06.13.2016
By Shanny Basar

ETFs to Increasingly Replace Futures

Source, the European exchange-traded fund issuer, expects more investors to use ETFs instead of futures as there have been 20 consecutive months of positive net ETF inflows in the region.

Jürgen Blumberg, head of European capital markets at Source, told Markets Media: “41% of futures investors are looking at ETFs and we expect some to switch in the fourth quarter.”

In a paper in April, “ETFs vs Futures”, Source said futures have become more expensive due to bank regulation while ETFs have become cheaper due to increased competition. For example, Source’s MSCI World ETF has cut its fees from 0.35% to 0.19%.

Source added that recent equity volatility has led to asset managers reducing their net long exposures to October 2011 levels. As a result dealers have been able to match more long trades with shorts and reduced futures costs, but Source warned that will change.

“We expect that, as volatility reduces, the usual imbalance between buyers and sellers in the futures markets will resume and futures costs will return to the levels we saw between 2013 and 2015,” said the report.

In addition Source said futures are particularly expensive relative to ETFs at the December roll as banks have less risk appetite at the financial year-end. “For investors planning to hold an exposure over the December-March period, it may make sense to buy ETFs instead of futures,” added Source.

ETFs/ETPs in Europe gathered $2.68 bn in net new assets in May marking 20 consecutive months of positive net inflows, taking European assets to $530bn (€470bn) according to preliminary data from independent research and consultancy firm ETFGI.

“At Source we have had year-to-date inflows of €700m with the flows into gold counterbalancing outflows from equities,” added Blumberg. “The vast majority of flows have been into gold as our ETF tracks the physical price very closely and has very high liquidity.”

In the first five months of this year European ETFs/ETPs had net inflows of $17.32bn.
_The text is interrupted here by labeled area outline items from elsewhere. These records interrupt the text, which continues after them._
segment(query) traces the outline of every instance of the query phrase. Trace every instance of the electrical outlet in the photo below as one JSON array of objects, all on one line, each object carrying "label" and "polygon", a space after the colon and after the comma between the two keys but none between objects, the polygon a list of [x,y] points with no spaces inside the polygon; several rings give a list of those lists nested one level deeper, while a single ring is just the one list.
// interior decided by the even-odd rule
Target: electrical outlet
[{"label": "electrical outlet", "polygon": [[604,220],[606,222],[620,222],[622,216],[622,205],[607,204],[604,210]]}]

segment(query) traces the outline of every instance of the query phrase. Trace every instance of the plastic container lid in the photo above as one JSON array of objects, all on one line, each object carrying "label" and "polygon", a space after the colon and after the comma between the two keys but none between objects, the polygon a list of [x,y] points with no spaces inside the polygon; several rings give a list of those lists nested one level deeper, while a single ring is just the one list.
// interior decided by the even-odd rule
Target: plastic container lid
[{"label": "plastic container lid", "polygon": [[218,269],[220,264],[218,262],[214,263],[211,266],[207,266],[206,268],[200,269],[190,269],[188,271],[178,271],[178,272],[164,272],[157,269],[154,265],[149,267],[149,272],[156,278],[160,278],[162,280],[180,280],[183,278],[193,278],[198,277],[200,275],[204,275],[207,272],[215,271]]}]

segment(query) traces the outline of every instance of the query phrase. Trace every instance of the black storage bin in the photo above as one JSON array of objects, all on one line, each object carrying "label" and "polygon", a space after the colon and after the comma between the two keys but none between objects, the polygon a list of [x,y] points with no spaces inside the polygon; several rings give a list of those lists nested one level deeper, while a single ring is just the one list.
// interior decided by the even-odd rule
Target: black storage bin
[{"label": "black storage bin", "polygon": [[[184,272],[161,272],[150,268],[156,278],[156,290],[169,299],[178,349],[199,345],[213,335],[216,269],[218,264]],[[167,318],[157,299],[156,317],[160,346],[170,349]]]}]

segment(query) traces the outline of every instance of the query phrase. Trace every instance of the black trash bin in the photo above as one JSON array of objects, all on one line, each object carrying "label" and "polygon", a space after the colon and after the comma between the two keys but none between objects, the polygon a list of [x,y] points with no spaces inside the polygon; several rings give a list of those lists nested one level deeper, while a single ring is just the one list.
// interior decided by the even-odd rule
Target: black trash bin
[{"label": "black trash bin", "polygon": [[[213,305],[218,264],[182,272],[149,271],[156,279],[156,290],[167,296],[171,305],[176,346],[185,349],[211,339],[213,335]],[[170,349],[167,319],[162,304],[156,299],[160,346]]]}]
Fixed income gathered the largest net inflows of $16.14bn, followed by commodities with $6.30bn. However equities had net outflows $6.39bn over the same time period.

Deborah Fuhr, managing partner at ETFGI, said in a statement: “There is still a significant amount of uncertainty in the markets due to investors the upcoming Brexit vote and the expectation that the Fed will raise rates sooner than expected.”

In Europe BlackRock’s iShares gathered the largest net ETF/ETP inflows so far this year with $10.70bn. ETF Securities is in second place with $2.70bn of inflows and State Street’s SPDR ETFs is in third with US$1.55bn in net inflows.